Target on track to move to new distribution centre in Melbourne’s west

Target will build and occupy a new distribution centre to service its Victorian outlets. Photo: Paul Jones Target will build and occupy a new distribution centre to service its Victorian outlets. Photo: Paul Jones
杭州楼凤

Target will build and occupy a new distribution centre to service its Victorian outlets. Photo: Paul Jones

Target will build and occupy a new distribution centre to service its Victorian outlets. Photo: Paul Jones

Target is close to finalising a deal for a new 61,300-square-metre distribution centre in Melbourne’s west as part of a broader $300 million upgrade of its facilities in ‘s main cities.

The Wesfarmers-owned retailer is believed to have signed with a large western suburbs developer in Truganina, out of a possible shortlist of six, to build and lease the new megaplex​ which will consolidate and replace its existing Victorian distribution network.

Target set an October 2 deadline for signing a “heads of agreement” deal for the lease of a building similar to that negotiated by sister retailer Coles at its two-year-old 80,000 square shed in the TRUWEST​ Industrial Estate at 485 Doherty’s Road.

Wesfarmers’ preference was to co-locate the two facilities either in the same or neighbouring suburbs, requirements sighted by Business Day show.

Target currently operates from a purpose-built 41,000-square-metre centre in Altona North owned by Dexus Property Group. It wants to occupy the new centre no later than December 2016 on a 10- to 20-year lease with five four-year options.

The retailer, one of Wesfarmers’ key chains alongside Coles and Bunnings, has suffered a string of poor sales results, although this year it emerged from the wilderness to notch up its first rise, 4.7 per cent, in pre-tax earnings since 2010 under new boss Stuart Machin’s​ transformation strategy.

It has identified sites in Melbourne and Brisbane, and possibly Sydney and Perth, for buildings between 50,000 square metres and 70,000 square metres in a consolidation of its distribution network managed by Xact Solutions.

A substantial new space of Target’s size will further consolidate the western suburb’s status as Melbourne’s largest industrial submarket.

It has overtaken the south-east for the first time and now boasts 4.93 million square metres of major industrial space above 10,000 square metres, according to the latest Urbis Melbourne Industrial Vacancy Study.

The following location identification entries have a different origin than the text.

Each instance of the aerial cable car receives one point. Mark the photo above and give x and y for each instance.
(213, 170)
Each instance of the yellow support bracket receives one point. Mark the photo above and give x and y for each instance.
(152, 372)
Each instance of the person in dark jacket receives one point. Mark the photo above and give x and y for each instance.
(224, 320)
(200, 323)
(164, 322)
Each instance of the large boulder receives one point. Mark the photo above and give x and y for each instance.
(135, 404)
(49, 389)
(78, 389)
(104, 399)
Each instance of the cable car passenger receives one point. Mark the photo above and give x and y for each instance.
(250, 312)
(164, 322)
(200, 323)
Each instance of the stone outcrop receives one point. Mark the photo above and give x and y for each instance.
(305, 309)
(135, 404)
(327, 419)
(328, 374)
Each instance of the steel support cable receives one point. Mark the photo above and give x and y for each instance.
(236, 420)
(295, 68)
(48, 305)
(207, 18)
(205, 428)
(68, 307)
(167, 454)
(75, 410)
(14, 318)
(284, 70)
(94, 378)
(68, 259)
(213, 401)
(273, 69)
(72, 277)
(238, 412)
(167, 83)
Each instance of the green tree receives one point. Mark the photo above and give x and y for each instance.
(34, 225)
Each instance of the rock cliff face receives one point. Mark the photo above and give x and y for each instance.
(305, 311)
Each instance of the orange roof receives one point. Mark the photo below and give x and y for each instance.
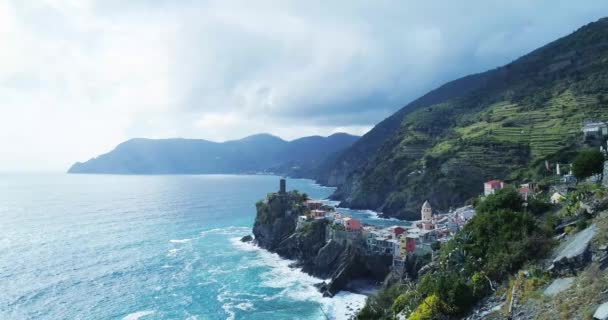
(494, 183)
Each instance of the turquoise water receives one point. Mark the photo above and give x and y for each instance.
(148, 247)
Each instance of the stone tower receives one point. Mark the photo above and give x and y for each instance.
(427, 212)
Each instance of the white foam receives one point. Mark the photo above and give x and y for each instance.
(172, 252)
(180, 240)
(231, 230)
(138, 314)
(245, 306)
(299, 286)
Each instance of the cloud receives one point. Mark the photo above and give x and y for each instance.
(79, 76)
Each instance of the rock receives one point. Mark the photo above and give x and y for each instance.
(575, 254)
(558, 285)
(601, 313)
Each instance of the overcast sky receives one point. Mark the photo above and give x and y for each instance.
(78, 77)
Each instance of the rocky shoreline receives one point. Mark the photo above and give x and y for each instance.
(343, 264)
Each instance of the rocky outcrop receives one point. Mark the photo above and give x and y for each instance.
(575, 254)
(275, 230)
(276, 219)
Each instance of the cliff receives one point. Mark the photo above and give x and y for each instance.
(275, 230)
(500, 124)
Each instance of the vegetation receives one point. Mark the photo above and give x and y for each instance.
(500, 239)
(587, 163)
(501, 124)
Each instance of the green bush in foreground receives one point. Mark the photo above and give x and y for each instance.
(496, 242)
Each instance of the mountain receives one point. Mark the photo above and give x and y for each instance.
(501, 124)
(257, 153)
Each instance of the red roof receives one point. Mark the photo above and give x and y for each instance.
(495, 183)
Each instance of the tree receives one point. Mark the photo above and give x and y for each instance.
(507, 199)
(587, 163)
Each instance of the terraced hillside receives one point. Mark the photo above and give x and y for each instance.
(515, 118)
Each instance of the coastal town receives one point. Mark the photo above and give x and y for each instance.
(398, 241)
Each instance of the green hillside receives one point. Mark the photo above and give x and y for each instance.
(504, 127)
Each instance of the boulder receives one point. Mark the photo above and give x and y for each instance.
(575, 254)
(601, 313)
(558, 285)
(247, 238)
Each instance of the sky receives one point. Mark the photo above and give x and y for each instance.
(77, 77)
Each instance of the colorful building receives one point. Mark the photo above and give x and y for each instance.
(491, 186)
(351, 224)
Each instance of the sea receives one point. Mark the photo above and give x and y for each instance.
(151, 247)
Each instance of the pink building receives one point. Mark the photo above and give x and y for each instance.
(396, 231)
(313, 205)
(351, 224)
(491, 186)
(318, 214)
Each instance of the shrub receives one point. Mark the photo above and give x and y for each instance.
(506, 198)
(587, 163)
(427, 309)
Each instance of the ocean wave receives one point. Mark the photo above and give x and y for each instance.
(138, 314)
(181, 240)
(299, 286)
(231, 230)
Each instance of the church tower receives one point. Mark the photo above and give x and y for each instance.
(427, 212)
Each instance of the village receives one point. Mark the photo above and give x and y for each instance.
(399, 241)
(424, 236)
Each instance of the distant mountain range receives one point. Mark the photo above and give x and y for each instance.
(253, 154)
(502, 123)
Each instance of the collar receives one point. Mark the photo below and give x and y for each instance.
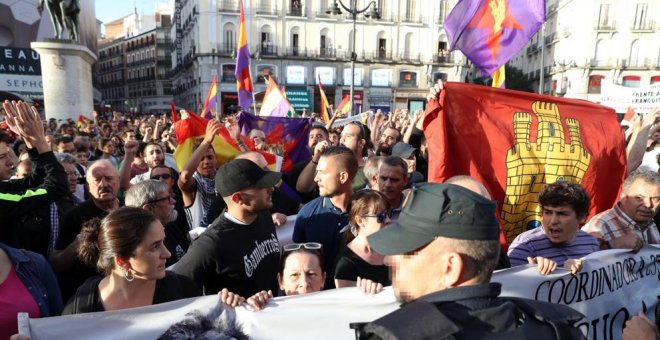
(456, 294)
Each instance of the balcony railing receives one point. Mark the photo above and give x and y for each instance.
(605, 26)
(295, 11)
(228, 6)
(266, 10)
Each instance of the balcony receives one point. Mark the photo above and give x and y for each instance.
(443, 58)
(605, 26)
(411, 18)
(295, 11)
(266, 10)
(645, 26)
(228, 6)
(410, 57)
(296, 52)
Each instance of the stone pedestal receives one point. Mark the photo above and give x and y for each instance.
(66, 71)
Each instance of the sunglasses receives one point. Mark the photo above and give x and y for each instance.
(380, 217)
(160, 199)
(297, 246)
(163, 176)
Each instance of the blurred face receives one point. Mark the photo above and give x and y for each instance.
(151, 254)
(641, 200)
(561, 223)
(66, 147)
(153, 155)
(7, 163)
(315, 136)
(328, 177)
(164, 175)
(391, 181)
(163, 207)
(257, 199)
(206, 167)
(71, 175)
(302, 274)
(103, 182)
(350, 137)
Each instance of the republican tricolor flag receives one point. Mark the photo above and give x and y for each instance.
(243, 77)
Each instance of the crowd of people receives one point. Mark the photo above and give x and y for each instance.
(96, 217)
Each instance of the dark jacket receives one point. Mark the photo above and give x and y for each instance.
(22, 197)
(476, 312)
(38, 278)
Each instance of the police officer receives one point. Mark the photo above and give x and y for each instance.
(441, 253)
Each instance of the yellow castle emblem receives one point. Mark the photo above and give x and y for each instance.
(531, 165)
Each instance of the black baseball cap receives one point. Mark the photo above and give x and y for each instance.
(437, 210)
(403, 150)
(240, 174)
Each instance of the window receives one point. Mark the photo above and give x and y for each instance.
(640, 16)
(594, 83)
(631, 81)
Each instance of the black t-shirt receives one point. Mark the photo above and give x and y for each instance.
(69, 280)
(241, 258)
(170, 288)
(291, 178)
(350, 266)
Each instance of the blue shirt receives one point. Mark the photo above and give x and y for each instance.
(320, 221)
(533, 243)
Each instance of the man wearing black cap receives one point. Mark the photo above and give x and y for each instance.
(240, 250)
(441, 253)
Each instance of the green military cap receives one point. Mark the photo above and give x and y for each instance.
(438, 210)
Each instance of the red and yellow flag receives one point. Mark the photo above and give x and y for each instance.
(516, 142)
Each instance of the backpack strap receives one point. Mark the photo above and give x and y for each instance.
(416, 320)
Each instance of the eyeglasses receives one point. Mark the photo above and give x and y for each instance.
(380, 217)
(160, 199)
(297, 246)
(163, 176)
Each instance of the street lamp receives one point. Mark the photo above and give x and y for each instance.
(354, 11)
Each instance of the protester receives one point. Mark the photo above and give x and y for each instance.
(127, 247)
(103, 181)
(369, 211)
(27, 284)
(629, 224)
(156, 197)
(559, 242)
(240, 250)
(441, 253)
(322, 219)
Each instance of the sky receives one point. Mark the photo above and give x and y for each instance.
(108, 10)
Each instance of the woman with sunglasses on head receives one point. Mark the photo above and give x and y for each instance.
(128, 249)
(357, 264)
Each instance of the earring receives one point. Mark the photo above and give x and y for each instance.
(128, 274)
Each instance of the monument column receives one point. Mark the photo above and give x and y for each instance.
(66, 72)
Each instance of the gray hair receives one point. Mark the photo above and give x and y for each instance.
(66, 158)
(144, 192)
(650, 177)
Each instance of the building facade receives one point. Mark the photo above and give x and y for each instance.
(398, 56)
(134, 61)
(589, 42)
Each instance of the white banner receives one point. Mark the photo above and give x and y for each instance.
(612, 286)
(642, 99)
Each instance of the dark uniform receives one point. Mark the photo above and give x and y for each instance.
(465, 311)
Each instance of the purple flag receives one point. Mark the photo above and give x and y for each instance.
(491, 32)
(289, 133)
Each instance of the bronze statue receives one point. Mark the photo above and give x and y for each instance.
(64, 14)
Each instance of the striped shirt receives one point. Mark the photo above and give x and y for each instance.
(533, 243)
(614, 223)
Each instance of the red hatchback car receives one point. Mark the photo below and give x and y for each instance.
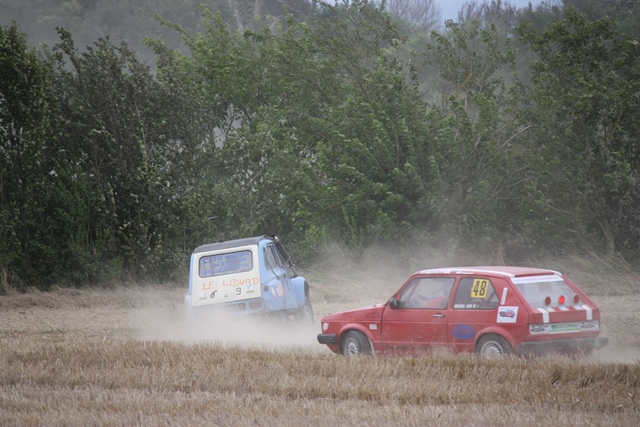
(487, 310)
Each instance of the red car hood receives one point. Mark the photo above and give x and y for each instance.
(369, 314)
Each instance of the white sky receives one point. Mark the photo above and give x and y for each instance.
(450, 8)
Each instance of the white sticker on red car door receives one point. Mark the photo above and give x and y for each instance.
(507, 314)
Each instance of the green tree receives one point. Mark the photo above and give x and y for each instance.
(586, 105)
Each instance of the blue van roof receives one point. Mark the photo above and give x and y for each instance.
(228, 244)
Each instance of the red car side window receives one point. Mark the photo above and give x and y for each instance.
(427, 292)
(475, 294)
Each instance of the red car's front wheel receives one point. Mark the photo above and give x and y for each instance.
(355, 343)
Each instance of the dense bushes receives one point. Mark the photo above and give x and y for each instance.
(318, 131)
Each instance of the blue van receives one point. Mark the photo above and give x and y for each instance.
(254, 275)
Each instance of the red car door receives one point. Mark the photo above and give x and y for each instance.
(416, 318)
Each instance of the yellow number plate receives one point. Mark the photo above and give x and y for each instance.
(479, 288)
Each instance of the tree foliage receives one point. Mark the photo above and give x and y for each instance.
(324, 130)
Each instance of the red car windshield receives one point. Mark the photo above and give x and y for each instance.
(536, 290)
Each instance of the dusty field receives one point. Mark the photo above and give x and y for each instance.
(128, 356)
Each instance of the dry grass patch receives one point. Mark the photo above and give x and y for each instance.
(128, 356)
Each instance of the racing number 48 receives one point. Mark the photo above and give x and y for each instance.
(479, 288)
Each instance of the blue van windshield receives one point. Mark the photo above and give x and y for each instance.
(229, 263)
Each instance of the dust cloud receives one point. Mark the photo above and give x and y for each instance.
(227, 329)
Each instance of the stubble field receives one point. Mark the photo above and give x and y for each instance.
(129, 356)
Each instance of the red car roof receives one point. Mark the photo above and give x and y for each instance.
(491, 270)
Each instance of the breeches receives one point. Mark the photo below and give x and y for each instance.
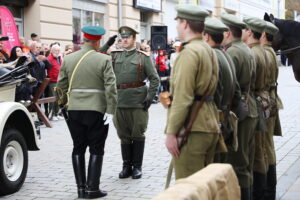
(195, 154)
(131, 124)
(87, 130)
(242, 159)
(270, 149)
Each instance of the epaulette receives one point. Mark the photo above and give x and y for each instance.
(103, 52)
(145, 53)
(116, 50)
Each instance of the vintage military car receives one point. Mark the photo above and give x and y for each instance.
(18, 133)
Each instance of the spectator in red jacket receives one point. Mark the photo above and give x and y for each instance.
(55, 59)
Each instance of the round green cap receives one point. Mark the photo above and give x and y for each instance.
(255, 24)
(213, 25)
(232, 20)
(93, 30)
(126, 31)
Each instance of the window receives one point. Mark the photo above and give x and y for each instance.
(83, 18)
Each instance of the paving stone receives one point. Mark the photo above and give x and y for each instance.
(50, 172)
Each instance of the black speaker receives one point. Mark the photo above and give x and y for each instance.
(159, 37)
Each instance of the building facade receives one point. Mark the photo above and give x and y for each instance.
(62, 20)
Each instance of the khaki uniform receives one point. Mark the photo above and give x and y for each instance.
(191, 76)
(245, 73)
(273, 68)
(261, 90)
(131, 119)
(103, 97)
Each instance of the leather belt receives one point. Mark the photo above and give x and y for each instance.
(88, 90)
(207, 98)
(273, 87)
(131, 85)
(224, 108)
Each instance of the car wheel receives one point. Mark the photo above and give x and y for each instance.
(13, 161)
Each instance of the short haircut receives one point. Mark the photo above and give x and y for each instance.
(269, 37)
(216, 37)
(55, 46)
(256, 35)
(236, 32)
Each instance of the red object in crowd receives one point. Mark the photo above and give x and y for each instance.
(54, 70)
(8, 28)
(161, 61)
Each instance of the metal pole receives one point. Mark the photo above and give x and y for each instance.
(120, 13)
(278, 11)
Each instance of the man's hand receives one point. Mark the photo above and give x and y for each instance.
(107, 118)
(171, 144)
(111, 40)
(41, 58)
(147, 103)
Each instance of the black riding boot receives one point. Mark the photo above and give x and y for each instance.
(94, 173)
(259, 185)
(127, 165)
(78, 162)
(245, 193)
(270, 193)
(137, 158)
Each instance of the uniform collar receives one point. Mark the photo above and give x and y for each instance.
(253, 44)
(87, 47)
(130, 51)
(233, 42)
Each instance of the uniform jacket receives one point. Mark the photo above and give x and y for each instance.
(126, 68)
(225, 89)
(244, 63)
(195, 69)
(54, 70)
(95, 72)
(262, 73)
(272, 66)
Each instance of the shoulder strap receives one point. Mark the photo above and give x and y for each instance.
(72, 76)
(199, 103)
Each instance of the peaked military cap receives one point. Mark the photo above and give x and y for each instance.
(213, 25)
(255, 24)
(271, 28)
(93, 32)
(191, 12)
(126, 31)
(3, 38)
(232, 20)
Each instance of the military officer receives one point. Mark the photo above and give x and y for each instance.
(194, 74)
(132, 67)
(251, 36)
(266, 40)
(245, 73)
(87, 78)
(213, 35)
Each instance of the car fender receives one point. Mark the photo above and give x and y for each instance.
(16, 115)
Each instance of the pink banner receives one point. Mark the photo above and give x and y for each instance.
(8, 28)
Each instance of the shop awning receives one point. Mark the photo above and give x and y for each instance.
(21, 3)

Urbis director Shane Robb said the west’s vacancy rate had risen 2.1 per cent over the previous six months to 5.9 per cent in August while Melbourne’s overall industrial vacancy rate was 4.75 per cent, up slightly from the previous February.

Mr Robb said the rise, in part, was due to substantial construction of new space across the sector with 430,000 square metres added to date this year.

“We’re expecting around 500,000 [square] metres by end of year. That’s effectively double what it was in 2013,” he said.

Colliers International industrial director Nick Saunders said, while the number of leasing deals completed in Melbourne’s west were down on five-year average terms, businesses were being spurred to relocate by large incentives and a growth in business activity.

“What’s driving relocations is contracts. Businesses are being awarded more work and that’s driving them to take on larger places,” Mr Saunders said.

The pre-lease market was “super aggressive” with net effective rents around $45 to $50 per square metre. But buildings larger than 15,000 square metres were proving slower to fill, he said.